We'd like to explore making cmdstanpy (official project from the Stan team) an option for Prophet, making it possible to install/run Prophet without pystan (which is GPLv3).
Some considerations:
Some additional comments for this:
During package use:
The interface between fbprophet and PyStan is fairly small during package use. There are only three things that are done that use PyStan:
(1) We load a pickled StanModel that contains the compiled model:
https://github.com/facebook/prophet/blob/e8ddded4fec128191f08be83ae9b5acd7db6f563/python/fbprophet/models.py#L14
(2) We call StanModel.sampling and extract the samples:
https://github.com/facebook/prophet/blob/e8ddded4fec128191f08be83ae9b5acd7db6f563/python/fbprophet/forecaster.py#L1116
(3) We call StanModel.optimizing and extract the MAP fit:
https://github.com/facebook/prophet/blob/e8ddded4fec128191f08be83ae9b5acd7db6f563/python/fbprophet/forecaster.py#L1131
And that's it!.
During package install:
We compile the StanModel and pickle it:
https://github.com/facebook/prophet/blob/e8ddded4fec128191f08be83ae9b5acd7db6f563/python/setup.py#L31
If we want to ultimately swap out PyStan for cmdstanpy then we'll need to be sure that we don't break anyone's setup who is currently using PyStan. I think this means making sure that it will install without issue in an environment in which PyStan installs without issue, and adding it to conda forge.

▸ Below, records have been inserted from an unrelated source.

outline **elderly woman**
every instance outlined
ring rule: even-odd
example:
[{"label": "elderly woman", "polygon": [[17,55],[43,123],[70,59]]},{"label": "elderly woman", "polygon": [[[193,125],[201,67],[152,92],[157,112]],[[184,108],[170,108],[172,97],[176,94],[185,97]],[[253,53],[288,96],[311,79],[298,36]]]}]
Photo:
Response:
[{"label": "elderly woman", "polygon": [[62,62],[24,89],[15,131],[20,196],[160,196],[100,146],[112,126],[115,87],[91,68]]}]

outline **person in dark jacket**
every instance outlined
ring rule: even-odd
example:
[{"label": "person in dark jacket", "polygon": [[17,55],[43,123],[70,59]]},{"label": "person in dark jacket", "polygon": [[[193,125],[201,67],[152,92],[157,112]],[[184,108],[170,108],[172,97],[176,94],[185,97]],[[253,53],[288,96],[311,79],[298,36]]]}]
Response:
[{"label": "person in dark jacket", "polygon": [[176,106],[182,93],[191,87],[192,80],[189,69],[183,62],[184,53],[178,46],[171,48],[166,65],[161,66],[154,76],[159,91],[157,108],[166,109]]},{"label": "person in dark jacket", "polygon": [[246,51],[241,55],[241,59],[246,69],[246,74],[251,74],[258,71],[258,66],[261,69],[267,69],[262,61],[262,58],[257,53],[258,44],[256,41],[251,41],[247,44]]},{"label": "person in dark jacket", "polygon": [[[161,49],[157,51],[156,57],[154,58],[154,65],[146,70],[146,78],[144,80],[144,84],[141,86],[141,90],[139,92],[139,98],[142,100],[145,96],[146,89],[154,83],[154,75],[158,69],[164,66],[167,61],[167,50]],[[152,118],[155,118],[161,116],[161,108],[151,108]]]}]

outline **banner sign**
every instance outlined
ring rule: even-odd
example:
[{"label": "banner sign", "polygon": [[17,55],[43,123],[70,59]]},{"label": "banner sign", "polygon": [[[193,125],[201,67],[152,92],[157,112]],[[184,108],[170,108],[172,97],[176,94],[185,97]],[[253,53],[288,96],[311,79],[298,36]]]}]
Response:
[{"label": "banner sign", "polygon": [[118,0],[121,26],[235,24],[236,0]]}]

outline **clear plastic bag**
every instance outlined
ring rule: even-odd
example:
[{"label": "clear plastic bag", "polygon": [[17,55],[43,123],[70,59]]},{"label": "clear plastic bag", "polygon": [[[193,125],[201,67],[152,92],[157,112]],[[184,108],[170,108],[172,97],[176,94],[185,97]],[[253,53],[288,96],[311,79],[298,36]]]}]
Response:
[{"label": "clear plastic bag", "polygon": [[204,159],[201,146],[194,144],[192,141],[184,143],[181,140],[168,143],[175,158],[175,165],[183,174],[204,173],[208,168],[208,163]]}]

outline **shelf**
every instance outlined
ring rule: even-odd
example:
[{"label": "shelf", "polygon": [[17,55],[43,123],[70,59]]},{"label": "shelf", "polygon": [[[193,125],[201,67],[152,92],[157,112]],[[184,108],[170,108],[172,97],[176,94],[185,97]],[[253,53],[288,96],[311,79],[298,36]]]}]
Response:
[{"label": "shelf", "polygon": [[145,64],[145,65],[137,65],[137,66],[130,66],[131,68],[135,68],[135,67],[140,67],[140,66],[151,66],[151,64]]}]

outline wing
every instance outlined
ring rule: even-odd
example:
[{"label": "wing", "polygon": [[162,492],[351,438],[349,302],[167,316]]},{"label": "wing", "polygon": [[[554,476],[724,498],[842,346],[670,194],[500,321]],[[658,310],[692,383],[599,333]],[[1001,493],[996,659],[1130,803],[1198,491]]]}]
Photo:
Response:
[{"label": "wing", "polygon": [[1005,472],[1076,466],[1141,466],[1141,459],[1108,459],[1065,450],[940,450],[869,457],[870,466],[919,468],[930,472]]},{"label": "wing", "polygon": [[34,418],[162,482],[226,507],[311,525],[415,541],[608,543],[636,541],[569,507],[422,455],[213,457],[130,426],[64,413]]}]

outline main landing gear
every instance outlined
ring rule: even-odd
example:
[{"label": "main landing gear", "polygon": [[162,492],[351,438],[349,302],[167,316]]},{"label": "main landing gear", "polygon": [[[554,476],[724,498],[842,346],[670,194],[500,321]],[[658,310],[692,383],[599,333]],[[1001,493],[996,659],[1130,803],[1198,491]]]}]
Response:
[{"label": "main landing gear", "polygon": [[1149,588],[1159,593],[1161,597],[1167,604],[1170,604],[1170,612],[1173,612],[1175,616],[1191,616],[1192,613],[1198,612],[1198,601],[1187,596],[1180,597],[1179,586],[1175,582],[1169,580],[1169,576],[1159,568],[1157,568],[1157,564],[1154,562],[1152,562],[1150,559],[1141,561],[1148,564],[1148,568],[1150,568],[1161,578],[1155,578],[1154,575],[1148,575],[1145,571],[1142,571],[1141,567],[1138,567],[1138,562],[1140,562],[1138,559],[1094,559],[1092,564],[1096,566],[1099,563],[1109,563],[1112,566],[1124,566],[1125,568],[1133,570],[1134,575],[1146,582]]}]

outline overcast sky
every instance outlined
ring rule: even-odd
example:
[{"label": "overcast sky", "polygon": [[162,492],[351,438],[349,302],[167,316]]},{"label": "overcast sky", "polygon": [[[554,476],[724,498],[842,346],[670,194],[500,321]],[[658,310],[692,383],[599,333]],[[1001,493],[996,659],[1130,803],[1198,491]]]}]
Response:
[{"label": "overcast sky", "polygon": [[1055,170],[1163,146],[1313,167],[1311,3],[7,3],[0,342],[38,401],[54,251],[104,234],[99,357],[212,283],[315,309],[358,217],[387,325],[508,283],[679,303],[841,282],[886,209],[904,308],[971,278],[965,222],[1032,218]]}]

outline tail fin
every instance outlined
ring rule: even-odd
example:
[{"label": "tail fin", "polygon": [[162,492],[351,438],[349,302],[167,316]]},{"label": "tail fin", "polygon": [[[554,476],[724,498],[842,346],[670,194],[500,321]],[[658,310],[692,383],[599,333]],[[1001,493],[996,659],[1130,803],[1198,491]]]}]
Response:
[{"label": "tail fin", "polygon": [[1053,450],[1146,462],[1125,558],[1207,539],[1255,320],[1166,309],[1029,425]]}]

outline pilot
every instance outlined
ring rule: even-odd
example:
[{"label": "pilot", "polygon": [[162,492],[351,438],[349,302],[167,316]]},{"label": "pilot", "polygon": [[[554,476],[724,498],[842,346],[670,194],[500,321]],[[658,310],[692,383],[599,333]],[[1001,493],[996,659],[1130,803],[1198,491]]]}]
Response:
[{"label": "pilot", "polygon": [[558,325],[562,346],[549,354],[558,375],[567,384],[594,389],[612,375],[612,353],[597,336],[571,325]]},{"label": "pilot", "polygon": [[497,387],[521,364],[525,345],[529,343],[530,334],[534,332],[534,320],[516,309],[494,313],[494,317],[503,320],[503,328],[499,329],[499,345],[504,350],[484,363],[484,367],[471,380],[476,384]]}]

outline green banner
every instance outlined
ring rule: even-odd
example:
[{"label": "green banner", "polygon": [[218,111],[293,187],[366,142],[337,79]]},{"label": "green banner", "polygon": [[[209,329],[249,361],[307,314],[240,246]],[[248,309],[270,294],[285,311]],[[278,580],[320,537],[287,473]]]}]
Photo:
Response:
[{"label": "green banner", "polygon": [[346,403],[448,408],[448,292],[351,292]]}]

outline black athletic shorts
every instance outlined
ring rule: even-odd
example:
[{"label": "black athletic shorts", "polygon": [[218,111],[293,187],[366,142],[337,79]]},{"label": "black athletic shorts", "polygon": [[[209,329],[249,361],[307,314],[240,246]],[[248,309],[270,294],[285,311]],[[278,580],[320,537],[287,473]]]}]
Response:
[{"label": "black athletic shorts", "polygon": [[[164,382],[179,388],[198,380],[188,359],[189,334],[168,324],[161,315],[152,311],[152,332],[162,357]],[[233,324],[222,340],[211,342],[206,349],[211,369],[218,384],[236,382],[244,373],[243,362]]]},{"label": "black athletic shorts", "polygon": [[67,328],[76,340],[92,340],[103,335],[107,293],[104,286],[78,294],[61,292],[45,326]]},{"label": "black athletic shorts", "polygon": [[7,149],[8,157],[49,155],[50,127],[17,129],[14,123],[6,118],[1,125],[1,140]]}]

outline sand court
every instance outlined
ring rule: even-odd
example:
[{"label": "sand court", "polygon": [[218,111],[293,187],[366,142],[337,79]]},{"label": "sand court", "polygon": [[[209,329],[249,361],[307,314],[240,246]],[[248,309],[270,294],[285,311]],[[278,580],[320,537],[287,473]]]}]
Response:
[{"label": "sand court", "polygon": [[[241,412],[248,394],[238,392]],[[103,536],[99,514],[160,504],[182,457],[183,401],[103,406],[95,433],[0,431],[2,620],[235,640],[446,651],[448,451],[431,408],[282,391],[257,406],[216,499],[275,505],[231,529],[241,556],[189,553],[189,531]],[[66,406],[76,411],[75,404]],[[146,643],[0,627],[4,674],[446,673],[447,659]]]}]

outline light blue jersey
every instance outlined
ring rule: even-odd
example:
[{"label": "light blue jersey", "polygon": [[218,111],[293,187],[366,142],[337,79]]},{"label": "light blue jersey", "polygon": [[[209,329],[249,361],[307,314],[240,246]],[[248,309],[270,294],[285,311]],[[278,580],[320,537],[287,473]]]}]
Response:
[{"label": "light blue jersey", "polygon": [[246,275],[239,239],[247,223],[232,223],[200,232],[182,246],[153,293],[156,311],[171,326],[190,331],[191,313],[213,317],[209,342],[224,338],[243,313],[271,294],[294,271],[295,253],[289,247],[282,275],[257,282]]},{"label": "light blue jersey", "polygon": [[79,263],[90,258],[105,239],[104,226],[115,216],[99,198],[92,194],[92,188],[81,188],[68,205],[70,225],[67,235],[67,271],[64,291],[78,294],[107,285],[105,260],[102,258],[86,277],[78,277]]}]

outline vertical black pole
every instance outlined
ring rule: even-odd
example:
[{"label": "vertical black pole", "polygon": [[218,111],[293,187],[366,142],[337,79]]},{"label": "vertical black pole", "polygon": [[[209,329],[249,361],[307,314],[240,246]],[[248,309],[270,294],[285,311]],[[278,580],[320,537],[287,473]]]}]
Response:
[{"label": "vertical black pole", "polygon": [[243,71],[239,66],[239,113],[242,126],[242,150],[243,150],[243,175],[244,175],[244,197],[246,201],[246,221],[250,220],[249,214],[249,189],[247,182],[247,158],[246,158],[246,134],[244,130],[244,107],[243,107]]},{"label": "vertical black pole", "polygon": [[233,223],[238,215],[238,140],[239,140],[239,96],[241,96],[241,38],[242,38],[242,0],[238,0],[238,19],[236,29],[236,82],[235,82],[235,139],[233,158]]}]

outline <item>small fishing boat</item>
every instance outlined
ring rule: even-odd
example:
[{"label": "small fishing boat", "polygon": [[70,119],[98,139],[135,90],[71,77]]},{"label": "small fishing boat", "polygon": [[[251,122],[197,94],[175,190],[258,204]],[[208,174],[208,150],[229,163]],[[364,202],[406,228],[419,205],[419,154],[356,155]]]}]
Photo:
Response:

For the short-term it seems like it might make sense to aim to support both so that if we do want to migrate, that migration can happen a bit more gradually. I think supporting both might not be too terrible since the interface between PyStan and fbprophet is limited to just the few points that I listed above.
I'll comment on the test section since I've been fooling around with cmdstanpy. I've been trying for a while to make the bernoulli.stan example produce the same results for a toy dataset. After a significant time investment, I can't make pystan and cmdstanpy produce the _exact_ same results, even after fussing around with the seed, number of iterations, number of warmups, thinning factor, etc. However, the results are broadly the same, assuming that sensible defaults are used.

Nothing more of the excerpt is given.